New Belarus for New Russia: past, present, future

By Michael Delyagin, Director of the Institute on Problems of Globalization.

At the moment of disintegration of the Soviet Union Belarus of the time didn't in any way stand out for Russia from the general circle of the states of the postSoviet space. Democratic movement there was rather moderated (and had basically character of ecological reaction to Chernobyl accident), antisovietism and anticommunism were limited to a narrow layer of intelligence and separate representatives of culture.

Shushkevich was quite ordinary and at that rather pet "democrat", Yeltsin's environment had no unsolvable problems in relations with him - and on a background of the general increase of catastrophic tendencies it led to such situation when they in Russia simply forgot about Belarus.

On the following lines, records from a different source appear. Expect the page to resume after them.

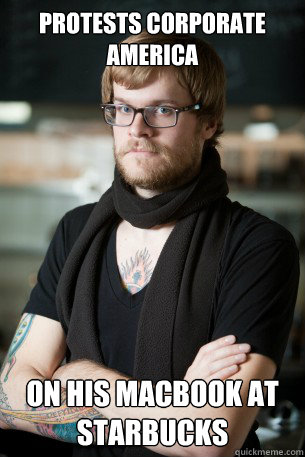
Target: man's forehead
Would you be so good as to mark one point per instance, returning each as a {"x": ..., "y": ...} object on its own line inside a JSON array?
[{"x": 165, "y": 87}]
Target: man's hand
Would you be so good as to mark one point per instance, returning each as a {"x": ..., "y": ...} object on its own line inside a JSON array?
[{"x": 219, "y": 359}]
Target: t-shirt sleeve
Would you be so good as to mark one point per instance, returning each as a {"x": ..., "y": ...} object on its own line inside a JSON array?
[
  {"x": 42, "y": 297},
  {"x": 257, "y": 295}
]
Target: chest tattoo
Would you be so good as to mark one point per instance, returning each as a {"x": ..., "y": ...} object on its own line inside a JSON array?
[{"x": 136, "y": 272}]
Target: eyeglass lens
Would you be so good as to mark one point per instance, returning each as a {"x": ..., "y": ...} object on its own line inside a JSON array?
[{"x": 155, "y": 116}]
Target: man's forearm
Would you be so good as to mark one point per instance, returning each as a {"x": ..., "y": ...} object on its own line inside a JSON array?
[
  {"x": 57, "y": 423},
  {"x": 96, "y": 372}
]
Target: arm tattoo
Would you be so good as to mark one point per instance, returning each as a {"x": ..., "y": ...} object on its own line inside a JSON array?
[
  {"x": 58, "y": 423},
  {"x": 20, "y": 335},
  {"x": 5, "y": 407},
  {"x": 136, "y": 273}
]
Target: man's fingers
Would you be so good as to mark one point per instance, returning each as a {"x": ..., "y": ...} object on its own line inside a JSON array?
[
  {"x": 214, "y": 345},
  {"x": 223, "y": 374},
  {"x": 233, "y": 360}
]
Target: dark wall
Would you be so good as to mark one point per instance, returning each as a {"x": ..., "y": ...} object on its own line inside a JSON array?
[{"x": 66, "y": 68}]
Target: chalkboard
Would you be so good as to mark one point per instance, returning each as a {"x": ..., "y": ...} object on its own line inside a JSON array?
[{"x": 265, "y": 68}]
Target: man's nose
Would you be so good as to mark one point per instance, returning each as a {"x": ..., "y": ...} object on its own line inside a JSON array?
[{"x": 139, "y": 127}]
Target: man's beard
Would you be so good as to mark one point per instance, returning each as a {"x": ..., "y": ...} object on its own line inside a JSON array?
[{"x": 174, "y": 167}]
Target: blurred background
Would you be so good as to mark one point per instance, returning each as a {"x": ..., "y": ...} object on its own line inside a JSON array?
[{"x": 56, "y": 152}]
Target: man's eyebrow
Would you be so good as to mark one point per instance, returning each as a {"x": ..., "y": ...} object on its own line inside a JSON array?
[{"x": 153, "y": 102}]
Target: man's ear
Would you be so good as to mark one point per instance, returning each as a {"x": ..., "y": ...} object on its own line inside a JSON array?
[{"x": 208, "y": 129}]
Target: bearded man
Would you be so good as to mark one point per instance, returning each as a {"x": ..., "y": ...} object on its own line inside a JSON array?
[{"x": 164, "y": 277}]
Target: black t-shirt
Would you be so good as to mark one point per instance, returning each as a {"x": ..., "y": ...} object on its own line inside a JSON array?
[{"x": 255, "y": 292}]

Actually, Russia was caught up into internal problems to such a degree that it forgot about all external world - except for the USA which gave democratic management credits and legitimacy and Germany which rendered humanitarian help. But Belarus was forgotten more strongly and more deeply, than about others because it did not disturb even with such ordinary things for the postSoviet democrats as inadequacy of diplomatic representatives and ethnic cleanings in relation to the Russians.

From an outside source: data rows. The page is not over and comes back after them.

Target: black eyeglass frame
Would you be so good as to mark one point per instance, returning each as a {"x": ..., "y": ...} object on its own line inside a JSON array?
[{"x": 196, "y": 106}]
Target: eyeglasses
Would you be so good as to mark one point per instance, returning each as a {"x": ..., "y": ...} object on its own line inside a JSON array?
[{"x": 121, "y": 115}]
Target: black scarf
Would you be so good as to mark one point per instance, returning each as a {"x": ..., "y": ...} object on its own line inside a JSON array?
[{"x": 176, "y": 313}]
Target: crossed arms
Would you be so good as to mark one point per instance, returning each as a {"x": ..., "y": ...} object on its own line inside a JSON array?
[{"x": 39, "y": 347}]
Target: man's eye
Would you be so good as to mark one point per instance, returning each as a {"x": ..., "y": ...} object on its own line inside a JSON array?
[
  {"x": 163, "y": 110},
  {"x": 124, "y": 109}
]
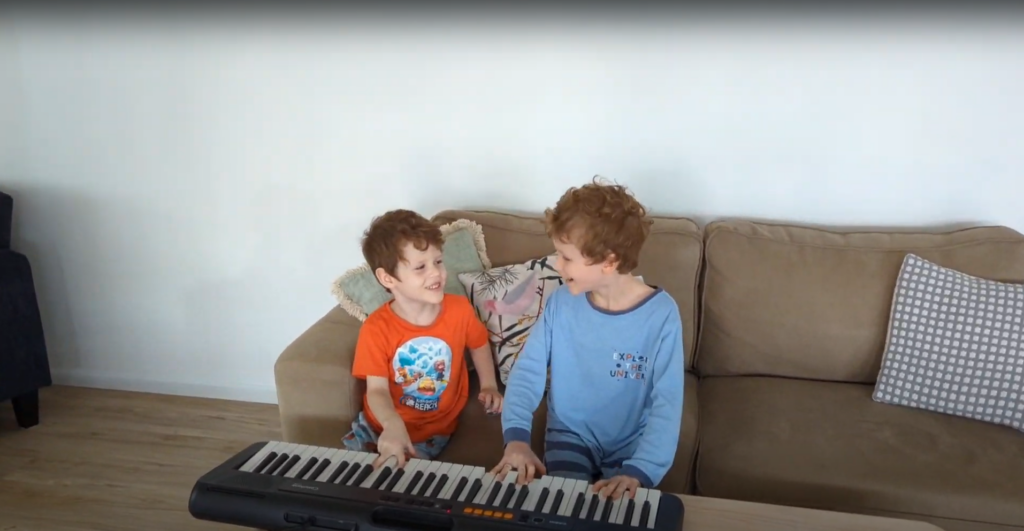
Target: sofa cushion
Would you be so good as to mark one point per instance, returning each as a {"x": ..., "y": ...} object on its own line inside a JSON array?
[
  {"x": 812, "y": 303},
  {"x": 671, "y": 258},
  {"x": 478, "y": 440},
  {"x": 828, "y": 445}
]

Belarus was associated only with a place of signing of the document on cancellation of the Soviet Union - with Viskuly - but in chaos of the reform begun and disintegration of a daily life it did not cause any negative feelings any more.

For the first time they recollected about Belarus in Russia after Lukashenka's victory.

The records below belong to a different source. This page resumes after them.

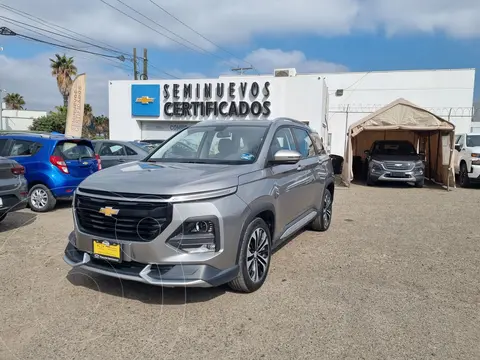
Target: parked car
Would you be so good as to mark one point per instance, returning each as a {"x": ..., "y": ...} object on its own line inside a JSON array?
[
  {"x": 394, "y": 160},
  {"x": 467, "y": 158},
  {"x": 54, "y": 165},
  {"x": 13, "y": 187},
  {"x": 206, "y": 208},
  {"x": 113, "y": 152}
]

He was focused on the interests of the country and already therefore could not back up on the developed countries of the West aspired to maintain profit for their corporations at any cost. Besides the opponents recently won by him backed up on the West (corruption and incompetence of this opponents provided Lukashenka's coming to power).

Only Russia could be an alternative support.

Besides Lukashenka, obviously, sincerely considered Yeltsin's Russia though democratic and corrupted, but nevertheless the successor of the Soviet Union to which he sincerely turned to and which he considered as the correct type of a state system corresponding the needs of Belarus.

Therefore making of an agreement in 1994 on creation of the Allied state was, as it is represented, first of all Lukashenko's merit.

It was for new Russian elite the means of satisfying a phantom pain from disintegration of the USSR - including in its own numbers at the time included still big number of sincere patriots of the Soviet Union. (Hatred to the Soviet Union as it was when any integration on the postSoviet space caused tearing away as "a step to restoration of the USSR", to the end of 1994 was practically eliminated even among the most notorious Russian democrats in power).

But what to do with new (and, as a matter of fact, the only sincere) ally and what for it is necessary to the governors of Russia nobody knew - as they still don't know up today.

Nevertheless relations of new Belarus with new Russia started from Lukashenko and not from Shushkevich who is perceived today as simple filler of a short historical pause.